Stable complex structures of kinesin’s motor domain (blue) with tubulin in different nucleotide-binding states obtained from molecular dynamics simulations. (a) ATP-binding state. (b) apo state. (c) ADP-binding state. Motor domain is shown in blue, α-tubulin in light brown and β-tubulin in dark brown. The binding nucleotides are explicitly shown. α4s of these structures are shown in red.
Figure 2.
Residues of kinesin’s α4 helix. (a) Locations of α4’s residues in the helix structure. (b) Sequence alignments of α4s of different kinesin subfamilies (2KIN43 (from Rattus), 4HNA14 (from human) and 1GOJ47 (from N. crassa) belong to kinesin-1 subfamily; 1I5S25 belongs to kinesin-3 subfamily; 1II648 belongs to kinesin-5 subfamily; 1T5C10 belongs to kinesin-7 subfamily; 2NR8 belongs to kinesin-9 subfamily and 1V8J36 belongs to kinesin-13 subfamily). The residues toward motor domain’s core β-sheet (the upper half) and toward tubulin (the lower half) are colored in green and red respectively at the top of the alignments.
α4 has different conformations in different nucleotide-binding states (apo, ATP-binding and ADP-binding state) and microtubule-binding states (with or without microtubule). As seen in Figs. 1a and 1b, the MD simulation results show that α4 has similar conformations (7-turn helix) in kinesin-1’s ATP-binding and apo state on microtubule. While in the ADP-binding state, α4 is a 4-turn helix as shown in Fig. 1c.
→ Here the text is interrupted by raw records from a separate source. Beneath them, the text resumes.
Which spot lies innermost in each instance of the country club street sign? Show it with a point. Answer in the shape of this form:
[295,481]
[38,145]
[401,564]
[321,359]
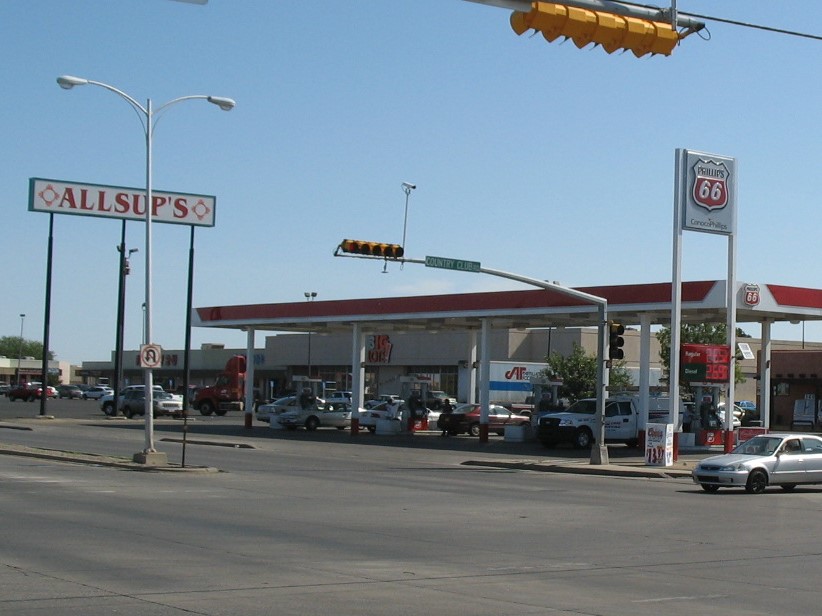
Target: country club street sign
[61,197]
[453,264]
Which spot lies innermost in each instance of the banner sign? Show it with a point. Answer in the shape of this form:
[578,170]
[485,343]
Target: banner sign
[62,197]
[708,191]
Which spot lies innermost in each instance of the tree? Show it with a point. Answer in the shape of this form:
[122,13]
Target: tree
[578,373]
[699,333]
[10,347]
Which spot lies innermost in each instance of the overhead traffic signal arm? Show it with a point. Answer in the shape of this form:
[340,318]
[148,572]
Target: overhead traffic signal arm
[611,30]
[370,249]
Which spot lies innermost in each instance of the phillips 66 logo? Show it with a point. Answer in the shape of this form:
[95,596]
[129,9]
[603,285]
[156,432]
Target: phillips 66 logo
[710,188]
[751,294]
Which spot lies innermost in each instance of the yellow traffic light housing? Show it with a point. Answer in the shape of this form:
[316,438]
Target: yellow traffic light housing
[615,340]
[585,26]
[371,249]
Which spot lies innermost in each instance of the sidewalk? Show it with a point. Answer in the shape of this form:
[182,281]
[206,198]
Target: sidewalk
[498,453]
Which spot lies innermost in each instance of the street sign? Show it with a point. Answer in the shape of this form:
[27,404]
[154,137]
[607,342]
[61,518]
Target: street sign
[453,264]
[151,356]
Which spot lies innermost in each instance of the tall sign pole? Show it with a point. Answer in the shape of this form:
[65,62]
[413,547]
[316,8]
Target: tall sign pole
[704,201]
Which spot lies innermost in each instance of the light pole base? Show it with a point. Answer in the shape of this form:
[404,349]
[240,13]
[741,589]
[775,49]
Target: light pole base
[599,454]
[151,458]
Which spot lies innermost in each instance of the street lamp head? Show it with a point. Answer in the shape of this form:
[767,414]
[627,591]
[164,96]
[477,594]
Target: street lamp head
[67,82]
[226,104]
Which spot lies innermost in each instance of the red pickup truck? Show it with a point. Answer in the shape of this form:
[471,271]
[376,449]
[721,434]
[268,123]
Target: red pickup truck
[30,392]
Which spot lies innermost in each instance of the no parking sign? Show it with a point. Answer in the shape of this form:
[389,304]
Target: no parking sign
[151,356]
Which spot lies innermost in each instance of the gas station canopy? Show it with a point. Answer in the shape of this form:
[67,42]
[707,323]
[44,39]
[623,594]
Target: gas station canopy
[702,302]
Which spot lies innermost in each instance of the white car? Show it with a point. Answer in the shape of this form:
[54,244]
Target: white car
[339,396]
[133,403]
[786,460]
[107,401]
[97,392]
[331,414]
[280,406]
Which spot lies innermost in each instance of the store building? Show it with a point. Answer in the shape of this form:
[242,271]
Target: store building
[438,337]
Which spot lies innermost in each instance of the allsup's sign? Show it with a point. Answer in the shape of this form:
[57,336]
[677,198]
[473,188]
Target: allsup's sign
[61,197]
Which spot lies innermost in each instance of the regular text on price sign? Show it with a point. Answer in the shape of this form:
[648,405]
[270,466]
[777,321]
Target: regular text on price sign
[705,363]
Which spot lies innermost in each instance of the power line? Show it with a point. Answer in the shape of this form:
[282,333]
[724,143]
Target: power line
[734,22]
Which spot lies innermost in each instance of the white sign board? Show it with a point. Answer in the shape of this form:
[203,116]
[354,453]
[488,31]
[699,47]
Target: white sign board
[708,196]
[659,445]
[746,351]
[61,197]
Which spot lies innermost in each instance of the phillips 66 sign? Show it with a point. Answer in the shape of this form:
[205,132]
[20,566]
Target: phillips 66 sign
[709,192]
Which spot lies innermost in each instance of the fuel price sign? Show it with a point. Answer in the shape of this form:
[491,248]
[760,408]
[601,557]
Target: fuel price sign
[705,363]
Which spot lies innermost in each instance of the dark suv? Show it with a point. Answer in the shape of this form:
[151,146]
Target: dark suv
[466,419]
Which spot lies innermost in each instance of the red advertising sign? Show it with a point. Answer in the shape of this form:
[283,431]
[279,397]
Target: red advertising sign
[708,363]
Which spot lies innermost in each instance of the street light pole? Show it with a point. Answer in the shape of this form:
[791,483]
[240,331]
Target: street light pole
[407,187]
[20,354]
[309,297]
[148,117]
[125,269]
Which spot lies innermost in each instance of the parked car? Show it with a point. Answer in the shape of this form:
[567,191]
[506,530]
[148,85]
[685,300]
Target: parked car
[107,401]
[134,403]
[69,391]
[437,398]
[368,417]
[280,406]
[331,414]
[30,392]
[96,392]
[339,396]
[389,398]
[786,460]
[466,419]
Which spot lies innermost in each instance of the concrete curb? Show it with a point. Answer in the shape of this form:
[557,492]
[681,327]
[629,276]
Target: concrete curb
[98,460]
[612,470]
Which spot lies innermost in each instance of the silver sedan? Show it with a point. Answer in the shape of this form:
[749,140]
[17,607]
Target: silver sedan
[786,460]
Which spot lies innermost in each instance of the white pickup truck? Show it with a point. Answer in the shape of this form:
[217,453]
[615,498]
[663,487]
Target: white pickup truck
[577,424]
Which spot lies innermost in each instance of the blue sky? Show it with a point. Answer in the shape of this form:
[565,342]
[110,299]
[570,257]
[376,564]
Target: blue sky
[534,158]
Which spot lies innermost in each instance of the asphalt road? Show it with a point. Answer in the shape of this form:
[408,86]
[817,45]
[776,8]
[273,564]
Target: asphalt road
[325,523]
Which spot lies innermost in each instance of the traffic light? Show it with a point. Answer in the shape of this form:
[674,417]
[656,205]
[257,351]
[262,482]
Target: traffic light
[372,249]
[585,26]
[615,340]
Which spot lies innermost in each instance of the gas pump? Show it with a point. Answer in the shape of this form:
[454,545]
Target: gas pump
[414,393]
[315,385]
[546,394]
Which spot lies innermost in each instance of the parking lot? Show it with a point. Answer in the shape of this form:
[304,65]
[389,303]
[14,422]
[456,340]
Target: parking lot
[311,522]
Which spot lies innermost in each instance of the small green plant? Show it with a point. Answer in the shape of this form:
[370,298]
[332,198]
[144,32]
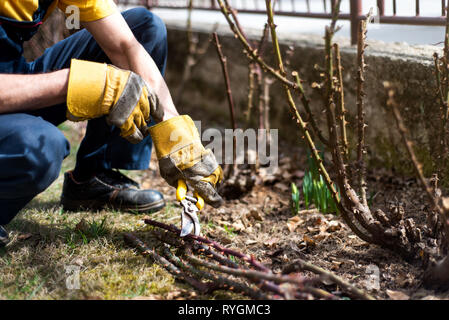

The cryo-EM study of kinesin-1 in ADP-binding state on microtubule showed a consistent structure.46 From the ADP-binding state to apo state, α4 will change from a 4-turn helix to a 7-turn helix. When and how this conformational change of α4 take place are still unclear. It is rational to speculate that, when binding to microtubule, the N-terminal part of α4 (from A246 to K256) will turn from a loop structure to three extra helix structure (transform from a 4-turn helix to a 7-turn helix). This conformational change might be related with the catalytic role of microtubule in kinesin-1’s ATPase cycle.
To statistically analyze the interactions between α4 and the surrounding residues, three MD simulations are performed based on the crystal structures of kinesin-1 in different nucleotide-binding states (see “Methods”). All the interactions between residues of α4 and surrounding residues are listed in Tables 1 and 2. The occupancy rate of each interaction in the MD simulation is calculated to quantitatively describe the effective strength of the interaction. The analysis of following sections is based on these statistical calculations and the stable structures obtained from MD simulations.
Table 1.
Occupancy rates of interactions between α4 and tubulin, the average distance between interacting atoms and the corresponding distance in the crystal structures.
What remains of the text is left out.